沈扶楹停下脚步,转过身来,认真地直视着苏若曦的双眼:“也许我这么说会有点越界,但是若曦,要不要进入一段感情关系,是需要经过非常慎重的考虑和考量的。一段感情从来不是一个人的事,就算到时候你想脱身,万一对方不愿意,又恰好性格偏执,对你来说是非常大的麻烦。”
沈扶楹说着忍不住加重了语气:“所以绝对不能为了解决眼前的困境,就随随便便答应某个人交往的请求。必须是在你慎重地考虑过之后,觉得你已经准备好要进入一段新的感情了,而且对方的人品、责任心、担当全都过硬,你才可以点头。”
苏若曦显然从来没有听过这些话。

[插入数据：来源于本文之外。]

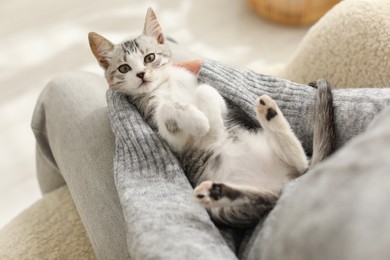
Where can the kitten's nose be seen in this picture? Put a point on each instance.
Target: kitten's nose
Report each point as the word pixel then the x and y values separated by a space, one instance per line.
pixel 141 75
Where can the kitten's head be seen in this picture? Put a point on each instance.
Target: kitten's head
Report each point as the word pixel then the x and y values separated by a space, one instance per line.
pixel 134 66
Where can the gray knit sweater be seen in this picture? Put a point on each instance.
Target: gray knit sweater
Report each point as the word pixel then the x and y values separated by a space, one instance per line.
pixel 163 222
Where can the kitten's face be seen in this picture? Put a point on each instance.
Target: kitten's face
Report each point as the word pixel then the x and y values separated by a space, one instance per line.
pixel 134 66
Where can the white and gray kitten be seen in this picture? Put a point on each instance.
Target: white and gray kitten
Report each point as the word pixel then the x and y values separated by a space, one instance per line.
pixel 237 173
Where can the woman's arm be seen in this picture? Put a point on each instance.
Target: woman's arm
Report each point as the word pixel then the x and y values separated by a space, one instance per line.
pixel 354 108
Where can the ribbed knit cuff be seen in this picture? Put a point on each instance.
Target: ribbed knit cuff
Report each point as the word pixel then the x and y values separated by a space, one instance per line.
pixel 243 87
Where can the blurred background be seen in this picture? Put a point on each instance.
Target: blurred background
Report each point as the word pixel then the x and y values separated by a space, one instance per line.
pixel 43 38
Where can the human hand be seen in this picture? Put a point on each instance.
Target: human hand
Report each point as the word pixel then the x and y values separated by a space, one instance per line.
pixel 192 65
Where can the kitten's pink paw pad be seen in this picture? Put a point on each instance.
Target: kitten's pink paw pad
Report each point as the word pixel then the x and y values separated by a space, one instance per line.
pixel 202 193
pixel 266 107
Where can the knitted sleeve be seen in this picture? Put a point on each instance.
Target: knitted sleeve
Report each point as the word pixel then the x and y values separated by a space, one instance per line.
pixel 354 108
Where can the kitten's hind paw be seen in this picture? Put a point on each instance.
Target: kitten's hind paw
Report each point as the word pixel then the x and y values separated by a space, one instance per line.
pixel 210 194
pixel 266 107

她怔怔地站在原地,好半晌,她才小声地说:“好……我知道了。楹楹,谢谢你跟我说这些。”
看着苏若曦这副又老实又认真但又明显还没完全消化完的样子,沈扶楹心里有一丝轻微的头疼,却也没再继续追着教育。她重新迈开脚步,换了个轻快的语调,偏过头冲苏若曦弯了弯眉眼:“好啦,沉重的谈话到此结束,我们赶紧趁着门禁时间还没到回宿舍吧。”
苏若曦赶紧点头,加快了步子,紧紧地跟上了沈扶楹。
沈扶楹走在前头,余光不动声色地扫了一眼走在身侧的苏若曦,心里又长长地叹了一口气。
说起来,她最初翻开剧本二的时候,觉得温梨是个没有思想的人偶,只会被剧情线拨弄来拨弄去。可真正见到温梨本人之后,她发现自己最初那个刻板印象是错的,温梨有自己清晰的好恶和判断,只是性格偏软,需要有人替她把话说出来。然而旧的印象虽然从温梨身上撤了下来,却不知怎么地悄悄转移到了苏若曦身上。
苏若曦初见时给人的印象太具有迷惑性了,清清冷冷,话少,面上总带着点疏淡的距离感。可在相处了一段时间之后,沈扶楹慢慢发现,苏若曦其实有一些轻微的社交障碍,这倒不是什么大问题,性格内向的人到处都是,她自己又不是没跟闷葫芦打过交道,真正让她在意的是另一件事:苏若曦是一个超级超级逆来顺受的性格。